Chico's Tacos, a Love Story

One gringo's desire for an El Paso institution is finally satisfied in New York City

Chico's Tacos, a Love Story
Arthur Bovino

"Out in the West Texas town of El Paso
I fell in love with some Mexican food.
Day-time would find me in old Chico's Tacos;
Eating flautas soaked in a salsa that wooed."

It was 13 years ago that I first had Chico's Tacos in El Paso, Texas. I'd moved there for a month and a half for a change of scene at the invitation of a college friend who had for years waxed poetic about vast blue skies, White Sands, and Mexican food in his West Texas hometown.

It was a long trip. I had $850 to my name and a Greyhound ticket. After two days, three hours, and 55 minutes of sitting next to oversized aislemates, eating fuel-stop food, sleeping as much as humanly possible, and feeling as if there were still days left of watching the road race by with a teenage mother, baby in arm, asleep on my shoulder, I was ready to arrive. More importantly, I was ready to eat. I just didn't know how ready I was for Chico's.

"First thing we need," my friend Fabian Saucedo said at the depot, before we put my bag in the car, "is to get flautas at Chico's. It's the first thing I do when I come home. I need a fix and you need to try them."

No indication of the greatness within. (Photo courtesy J.L. Powers)

To native El Pasoans, that's a familiar refrain, one that's inspiration began in 1953 when local boxing promoter Joe Mora opened the first Chico's Tacos (his children have run it since his death in 1992). But pulling up to any of the five locations gave visitors no indication that they're about to have a formative Tex-Mex experience.

The signs outside the drab, unimpressive buildings, "CHICO'S TACOS: HAMBURGERS-BURRITOS-HOT DOGS," also gave no indication of the joints' signature dish: three rolled "tacos" containing ground beef, covered in finely shredded cheese, all soaked in translucent red "salsa" in a white cardboard boat, and topped with jalapeño salsa. Expectations are similarly low when the dish is set in front of you.
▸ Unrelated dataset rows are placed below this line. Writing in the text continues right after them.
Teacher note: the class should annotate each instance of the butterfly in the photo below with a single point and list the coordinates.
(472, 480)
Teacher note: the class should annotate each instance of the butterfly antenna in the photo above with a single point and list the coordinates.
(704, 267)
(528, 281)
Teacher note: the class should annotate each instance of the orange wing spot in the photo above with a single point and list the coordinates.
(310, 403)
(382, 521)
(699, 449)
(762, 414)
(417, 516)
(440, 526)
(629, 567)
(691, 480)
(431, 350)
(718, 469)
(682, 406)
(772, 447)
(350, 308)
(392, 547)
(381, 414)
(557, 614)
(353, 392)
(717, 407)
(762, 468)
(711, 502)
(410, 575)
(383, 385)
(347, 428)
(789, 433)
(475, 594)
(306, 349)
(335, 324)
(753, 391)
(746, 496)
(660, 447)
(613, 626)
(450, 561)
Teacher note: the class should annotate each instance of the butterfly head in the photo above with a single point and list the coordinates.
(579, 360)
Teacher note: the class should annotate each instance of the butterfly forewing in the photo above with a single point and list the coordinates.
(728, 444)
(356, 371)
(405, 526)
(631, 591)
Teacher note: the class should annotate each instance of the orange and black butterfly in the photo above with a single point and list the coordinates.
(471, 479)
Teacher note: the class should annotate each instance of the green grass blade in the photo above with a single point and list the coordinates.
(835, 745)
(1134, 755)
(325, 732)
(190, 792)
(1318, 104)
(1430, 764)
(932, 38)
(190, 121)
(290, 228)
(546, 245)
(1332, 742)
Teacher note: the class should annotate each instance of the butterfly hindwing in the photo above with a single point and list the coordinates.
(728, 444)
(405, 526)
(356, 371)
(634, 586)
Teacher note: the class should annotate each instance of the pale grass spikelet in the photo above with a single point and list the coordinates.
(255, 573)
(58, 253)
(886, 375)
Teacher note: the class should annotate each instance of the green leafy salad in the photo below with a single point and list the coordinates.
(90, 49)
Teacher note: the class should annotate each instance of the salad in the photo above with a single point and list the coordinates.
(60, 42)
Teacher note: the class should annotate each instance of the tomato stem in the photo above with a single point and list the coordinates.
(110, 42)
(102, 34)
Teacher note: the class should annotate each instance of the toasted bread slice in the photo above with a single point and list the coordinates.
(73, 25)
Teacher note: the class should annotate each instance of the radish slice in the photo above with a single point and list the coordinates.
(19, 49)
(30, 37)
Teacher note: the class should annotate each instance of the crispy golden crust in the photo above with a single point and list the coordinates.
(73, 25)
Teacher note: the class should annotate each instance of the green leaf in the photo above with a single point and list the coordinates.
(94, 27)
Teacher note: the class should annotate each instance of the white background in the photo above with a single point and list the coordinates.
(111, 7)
"What on Earth is this and how badly am I going to pay for it later," I thought as we brought trays of the tacos back to a booth, balancing carefully so as not to spill what could only really be described as red water that was filled almost to the top of the fast-food boat.

There's not much else to see. Take the cheese, for example — government issue? It's so finely shredded you could swear you see powder. And the combination of both almost completely covers the tightly rolled taquitos.

But something happens with that first bite. The "flautas" are crunchy, but soaked in the salsa the crispness begins to give. And though it's more like a thin broth, there's surprisingly good flavor. The heat of the broth melts the cheese, turning it into a hot soupy mess of flavor punched up by the heat of the jalapeño sauce. There's a hot, tailor-made, dip-with-every-bite experience. And there's no need for plastic utensils. You just pick one up, bite, dip, and bite again until they're all gone and you're left with a quarter-inch of cheese and sauce that begs you to drink it. It's addictive.

I was so smitten that while working at The New York Times' Dining Section in 2006, I suggested Chico's Tacos to then restaurant critic Frank Bruni as a stop on his cross-country tour of America's best fast food. They made the cut in his recap of the trip. Bruni's not the only well-known food person to have given Chico's a nod of approval. Chef and Food Network personality Aarón Sanchez, a native El Pasoan, aptly explained on the show The Best Thing I Ever Ate — With My Hands, that this dish that should be "destined for failure," one of the most unattractive things you'll ever see, is also one of the best things you'll ever eat.